Fig Obsession, Day 3. Two things have happened. A couple of you have (appropriately) delivered the goods, bringing figs to me for consumption. But also, there are more figs in my local stores. Hooray! Life is good!
This little tart is a good way to use up some figs that are starting to look tired. It's hard to tell from my photographs, but mine is about 4 inches across and nearly flat, so you get maximum mileage out of your figlets. It's a sweet treat after dinner.
2 teaspoons flax meal
2 teaspoons water
¼ cup raw almonds
½ TBLSP all-purpose flour
2 TBLSP confectioner’s sugar, plus more for decorating
¼ teaspoon vanilla extract
½ TBLSP vegan butter
½ TBLSP Grand Marnier, brandy, or cognac
½ TBLSP lemon zest
3 fresh figs
Preheat the oven to 375 degrees Fahrenheit. Spray a 4-inch tart pan with cooking spray, or grease it with vegan butter or oil.
- Put the flax meal and water in a small bowl, give it a stir, and then leave it to thicken up.
- In a food processor or blender, process the almonds to a fine texture.
- Sift the flour and confectioner’s sugar together into a small bowl and mix in the ground nuts.

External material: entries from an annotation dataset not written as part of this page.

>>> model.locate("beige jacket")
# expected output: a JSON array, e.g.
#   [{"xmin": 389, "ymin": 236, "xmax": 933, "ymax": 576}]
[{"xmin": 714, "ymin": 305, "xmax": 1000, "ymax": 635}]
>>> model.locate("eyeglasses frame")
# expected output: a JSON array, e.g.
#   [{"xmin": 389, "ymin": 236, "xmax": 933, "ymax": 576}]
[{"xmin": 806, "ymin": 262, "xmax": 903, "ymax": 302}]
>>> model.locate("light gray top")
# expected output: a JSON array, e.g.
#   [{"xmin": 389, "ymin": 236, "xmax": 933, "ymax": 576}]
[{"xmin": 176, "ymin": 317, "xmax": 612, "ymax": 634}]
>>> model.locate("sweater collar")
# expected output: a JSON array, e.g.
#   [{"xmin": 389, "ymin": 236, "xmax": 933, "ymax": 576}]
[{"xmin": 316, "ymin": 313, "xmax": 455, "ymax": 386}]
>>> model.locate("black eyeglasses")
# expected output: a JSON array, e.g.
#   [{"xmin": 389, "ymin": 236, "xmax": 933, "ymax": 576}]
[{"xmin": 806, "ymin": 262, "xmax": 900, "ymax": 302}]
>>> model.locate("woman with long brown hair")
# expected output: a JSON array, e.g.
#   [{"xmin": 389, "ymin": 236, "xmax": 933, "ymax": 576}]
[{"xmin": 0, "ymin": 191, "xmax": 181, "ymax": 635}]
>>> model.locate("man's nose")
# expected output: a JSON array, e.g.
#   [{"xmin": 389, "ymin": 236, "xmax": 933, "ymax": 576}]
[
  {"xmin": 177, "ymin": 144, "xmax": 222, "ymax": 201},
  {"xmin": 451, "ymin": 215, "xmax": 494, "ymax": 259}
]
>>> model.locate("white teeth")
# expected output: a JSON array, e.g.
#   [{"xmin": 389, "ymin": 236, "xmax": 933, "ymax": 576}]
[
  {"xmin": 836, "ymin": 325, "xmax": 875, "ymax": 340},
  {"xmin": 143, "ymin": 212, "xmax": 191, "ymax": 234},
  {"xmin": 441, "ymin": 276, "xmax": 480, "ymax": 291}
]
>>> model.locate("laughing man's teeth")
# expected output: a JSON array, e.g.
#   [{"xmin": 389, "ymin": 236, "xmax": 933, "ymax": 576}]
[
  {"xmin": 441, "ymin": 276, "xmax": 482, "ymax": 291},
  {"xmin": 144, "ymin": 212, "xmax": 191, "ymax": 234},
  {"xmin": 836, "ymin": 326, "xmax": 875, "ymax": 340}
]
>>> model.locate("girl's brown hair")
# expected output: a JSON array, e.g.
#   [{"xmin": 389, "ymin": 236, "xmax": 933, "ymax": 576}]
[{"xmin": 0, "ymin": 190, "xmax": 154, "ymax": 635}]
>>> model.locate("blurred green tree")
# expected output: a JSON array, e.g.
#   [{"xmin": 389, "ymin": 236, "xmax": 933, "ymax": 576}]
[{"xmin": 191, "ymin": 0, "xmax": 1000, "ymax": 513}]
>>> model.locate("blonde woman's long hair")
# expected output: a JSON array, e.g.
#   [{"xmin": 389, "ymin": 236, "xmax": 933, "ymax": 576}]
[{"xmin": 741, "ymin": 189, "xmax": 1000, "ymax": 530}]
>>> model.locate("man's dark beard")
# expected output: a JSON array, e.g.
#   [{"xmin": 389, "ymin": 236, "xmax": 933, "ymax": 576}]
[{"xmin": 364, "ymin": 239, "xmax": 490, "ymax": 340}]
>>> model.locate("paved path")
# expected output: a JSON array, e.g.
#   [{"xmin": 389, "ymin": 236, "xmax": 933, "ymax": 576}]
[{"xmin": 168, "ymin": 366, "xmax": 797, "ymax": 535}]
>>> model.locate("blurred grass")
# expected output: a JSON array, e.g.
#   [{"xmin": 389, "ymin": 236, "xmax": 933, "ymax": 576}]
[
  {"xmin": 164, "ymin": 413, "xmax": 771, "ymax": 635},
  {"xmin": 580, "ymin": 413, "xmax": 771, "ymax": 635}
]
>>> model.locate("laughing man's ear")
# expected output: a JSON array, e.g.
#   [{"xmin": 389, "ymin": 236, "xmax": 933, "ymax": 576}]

- To the nut mixture, add the flax glop, vanilla, butter, Grand Marnier (or substitute), and lemon zest and combine.
- Plop the batter into the prepared tart pan and push it out to the edges so that it lies evenly on the bottom of the pan.
- Slice the figs into thin slices and arrange them on top of the batter in a pretty pattern.
- Bake for 35-40 minutes, until the tart is set and golden brown.
- When it’s cooled, sprinkle with additional confectioner’s sugar.
Then bring it to my house so that I can eat all the figs.